Tutorial 2 - Using the restricted release reference panel
Procedures for using this system
This system executes workflows in the following steps.
- Prepare restricted release data
- Generate a configuration file for the Imputation Workflow
- Execute the Imputation Workflow
1. Prepare restricted release data
We proceed with the tutorial on the assumption that there is already restricted release data in the personal genome analysis division of the NIG supercomputer.
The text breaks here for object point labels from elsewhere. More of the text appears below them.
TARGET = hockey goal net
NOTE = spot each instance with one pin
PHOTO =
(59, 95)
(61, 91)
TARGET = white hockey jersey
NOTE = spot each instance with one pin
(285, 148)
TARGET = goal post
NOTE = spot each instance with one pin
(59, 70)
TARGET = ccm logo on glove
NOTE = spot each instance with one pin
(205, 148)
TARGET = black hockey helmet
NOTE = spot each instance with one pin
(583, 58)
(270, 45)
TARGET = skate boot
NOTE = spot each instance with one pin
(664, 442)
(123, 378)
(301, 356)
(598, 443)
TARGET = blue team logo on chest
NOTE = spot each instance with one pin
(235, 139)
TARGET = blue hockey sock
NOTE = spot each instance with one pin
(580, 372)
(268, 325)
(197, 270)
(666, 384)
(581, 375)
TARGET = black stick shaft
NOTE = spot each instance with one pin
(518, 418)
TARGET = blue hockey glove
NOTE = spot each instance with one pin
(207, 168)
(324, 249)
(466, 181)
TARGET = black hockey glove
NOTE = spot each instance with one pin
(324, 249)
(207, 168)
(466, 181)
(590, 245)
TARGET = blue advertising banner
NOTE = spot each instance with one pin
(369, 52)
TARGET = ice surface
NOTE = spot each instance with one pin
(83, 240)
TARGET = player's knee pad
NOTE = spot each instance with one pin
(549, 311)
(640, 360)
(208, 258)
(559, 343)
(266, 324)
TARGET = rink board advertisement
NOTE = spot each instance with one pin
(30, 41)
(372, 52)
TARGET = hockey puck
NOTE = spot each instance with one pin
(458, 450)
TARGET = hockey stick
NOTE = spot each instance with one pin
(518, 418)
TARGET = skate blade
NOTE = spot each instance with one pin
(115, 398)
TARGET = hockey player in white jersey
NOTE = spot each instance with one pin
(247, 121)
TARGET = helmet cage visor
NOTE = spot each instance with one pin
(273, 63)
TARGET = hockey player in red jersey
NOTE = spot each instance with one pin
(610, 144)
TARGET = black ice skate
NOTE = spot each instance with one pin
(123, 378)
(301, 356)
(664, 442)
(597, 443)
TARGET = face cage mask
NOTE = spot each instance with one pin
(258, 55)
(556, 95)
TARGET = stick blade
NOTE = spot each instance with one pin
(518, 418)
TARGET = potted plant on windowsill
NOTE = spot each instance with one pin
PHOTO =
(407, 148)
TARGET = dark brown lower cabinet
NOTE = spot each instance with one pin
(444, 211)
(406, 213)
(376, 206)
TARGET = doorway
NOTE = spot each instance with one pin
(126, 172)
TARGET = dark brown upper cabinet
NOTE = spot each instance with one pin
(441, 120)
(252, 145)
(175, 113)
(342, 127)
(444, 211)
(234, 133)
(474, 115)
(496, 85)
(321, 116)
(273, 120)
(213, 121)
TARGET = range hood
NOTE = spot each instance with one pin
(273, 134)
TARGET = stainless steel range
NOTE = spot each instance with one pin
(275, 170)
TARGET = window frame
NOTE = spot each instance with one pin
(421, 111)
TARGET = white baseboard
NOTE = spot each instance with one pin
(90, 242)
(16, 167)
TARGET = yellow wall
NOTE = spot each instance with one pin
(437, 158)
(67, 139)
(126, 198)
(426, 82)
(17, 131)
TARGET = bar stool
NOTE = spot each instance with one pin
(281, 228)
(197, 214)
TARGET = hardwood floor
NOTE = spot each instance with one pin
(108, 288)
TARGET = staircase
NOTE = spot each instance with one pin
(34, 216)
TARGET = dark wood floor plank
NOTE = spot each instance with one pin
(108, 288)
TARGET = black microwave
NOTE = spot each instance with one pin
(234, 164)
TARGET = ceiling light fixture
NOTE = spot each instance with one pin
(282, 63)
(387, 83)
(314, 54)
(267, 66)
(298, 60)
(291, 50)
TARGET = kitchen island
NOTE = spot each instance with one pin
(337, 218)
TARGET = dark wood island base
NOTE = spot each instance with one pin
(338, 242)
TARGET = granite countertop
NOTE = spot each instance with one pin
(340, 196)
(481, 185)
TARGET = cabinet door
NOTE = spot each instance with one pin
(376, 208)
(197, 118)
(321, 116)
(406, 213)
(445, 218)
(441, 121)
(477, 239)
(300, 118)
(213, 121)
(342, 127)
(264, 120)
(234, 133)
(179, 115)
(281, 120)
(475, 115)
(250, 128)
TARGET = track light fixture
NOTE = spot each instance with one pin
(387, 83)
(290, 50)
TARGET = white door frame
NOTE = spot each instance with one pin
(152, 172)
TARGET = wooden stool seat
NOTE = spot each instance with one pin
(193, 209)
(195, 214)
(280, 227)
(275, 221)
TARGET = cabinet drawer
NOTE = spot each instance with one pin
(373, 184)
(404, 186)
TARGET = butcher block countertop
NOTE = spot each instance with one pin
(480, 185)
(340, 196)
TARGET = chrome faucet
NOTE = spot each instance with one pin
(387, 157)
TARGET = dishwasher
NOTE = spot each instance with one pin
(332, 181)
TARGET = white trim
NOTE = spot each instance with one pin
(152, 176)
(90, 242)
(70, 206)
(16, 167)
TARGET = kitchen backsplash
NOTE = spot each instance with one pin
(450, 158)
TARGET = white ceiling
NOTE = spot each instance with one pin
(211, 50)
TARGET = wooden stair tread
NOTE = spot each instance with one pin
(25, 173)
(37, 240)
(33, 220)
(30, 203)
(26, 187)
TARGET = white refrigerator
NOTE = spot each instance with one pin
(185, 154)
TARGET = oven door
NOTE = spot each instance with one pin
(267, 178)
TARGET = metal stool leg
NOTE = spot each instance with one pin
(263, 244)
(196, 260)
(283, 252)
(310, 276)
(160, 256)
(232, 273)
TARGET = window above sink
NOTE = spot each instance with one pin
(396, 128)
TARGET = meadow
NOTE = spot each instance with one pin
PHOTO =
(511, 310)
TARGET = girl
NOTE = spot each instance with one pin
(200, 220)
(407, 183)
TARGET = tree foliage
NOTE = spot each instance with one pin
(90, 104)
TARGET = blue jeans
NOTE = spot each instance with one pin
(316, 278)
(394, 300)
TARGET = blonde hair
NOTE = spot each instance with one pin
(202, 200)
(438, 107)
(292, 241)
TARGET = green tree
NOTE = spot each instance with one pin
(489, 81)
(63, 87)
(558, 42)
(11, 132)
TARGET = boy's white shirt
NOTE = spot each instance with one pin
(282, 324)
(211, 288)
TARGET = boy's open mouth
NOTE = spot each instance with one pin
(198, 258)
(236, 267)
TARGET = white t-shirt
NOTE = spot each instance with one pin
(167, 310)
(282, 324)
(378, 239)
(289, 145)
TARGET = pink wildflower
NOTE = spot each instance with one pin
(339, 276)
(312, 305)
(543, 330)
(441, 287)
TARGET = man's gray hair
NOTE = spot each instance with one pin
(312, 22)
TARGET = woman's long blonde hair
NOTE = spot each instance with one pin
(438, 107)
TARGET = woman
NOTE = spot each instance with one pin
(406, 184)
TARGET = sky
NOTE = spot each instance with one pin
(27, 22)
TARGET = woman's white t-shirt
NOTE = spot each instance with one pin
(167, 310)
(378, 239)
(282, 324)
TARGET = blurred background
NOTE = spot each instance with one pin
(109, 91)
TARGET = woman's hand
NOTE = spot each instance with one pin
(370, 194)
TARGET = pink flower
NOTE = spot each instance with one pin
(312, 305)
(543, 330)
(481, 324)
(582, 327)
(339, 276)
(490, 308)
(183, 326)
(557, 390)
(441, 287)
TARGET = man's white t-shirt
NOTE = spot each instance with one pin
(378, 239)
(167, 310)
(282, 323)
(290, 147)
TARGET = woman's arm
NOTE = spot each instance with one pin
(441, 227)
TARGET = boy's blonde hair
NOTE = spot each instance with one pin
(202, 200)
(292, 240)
Notes on file names for restricted release data
File names containing +
may cause problems in subsequent processing, so should be changed by _
or similar.
Extract and prepare restricted release data
By following the steps below, extract the file, create the config file and check that the config file has been created correctly.
Extract the file
tar zxvf <the file name of the restricted release data.tar.gz>
Create the config file
cd <Directory in which restricted release data is extracted>
./generate-default-conofig-file.sh $(pwd)
Check that the config file has been created correctly
ls -l default.config.yaml
This file will be entered in the next UI as Reference panel config file
in the UI.
2. Generate a configuration file for the Imputation Workflow
Access the following address via guacamole on the NIG supercomputer.
http://localhost:5000
When you actually access it, you will see the following screen.
Configure the following items.
- Target VCF file
- Reference panel preset config or other
- Output genotype probability
- Number of threads
For the target VCF file, specify the full path of the VCF file (*.vcf.gz file) to be parsed.
Here, the file that you uploaded is used.
The specific full path will be /home/username/restricted release data/datavcf.gz
.
Select the 'Reference panel preset config or'. By default, you can choose for the following four.
- GRCh37.1KGP
- GRCh37.1KGP-EAS
- GRCh38.1KGP
- GRCh38.1KGP-EAS
For more information on each of them, see 🔗Types of Reference Panels available.
If you want to use other than the above as a Reference Panel, select 'other' and specify the one you want to use for the Reference panel config file.
This time, select other and specify Reference panel config file.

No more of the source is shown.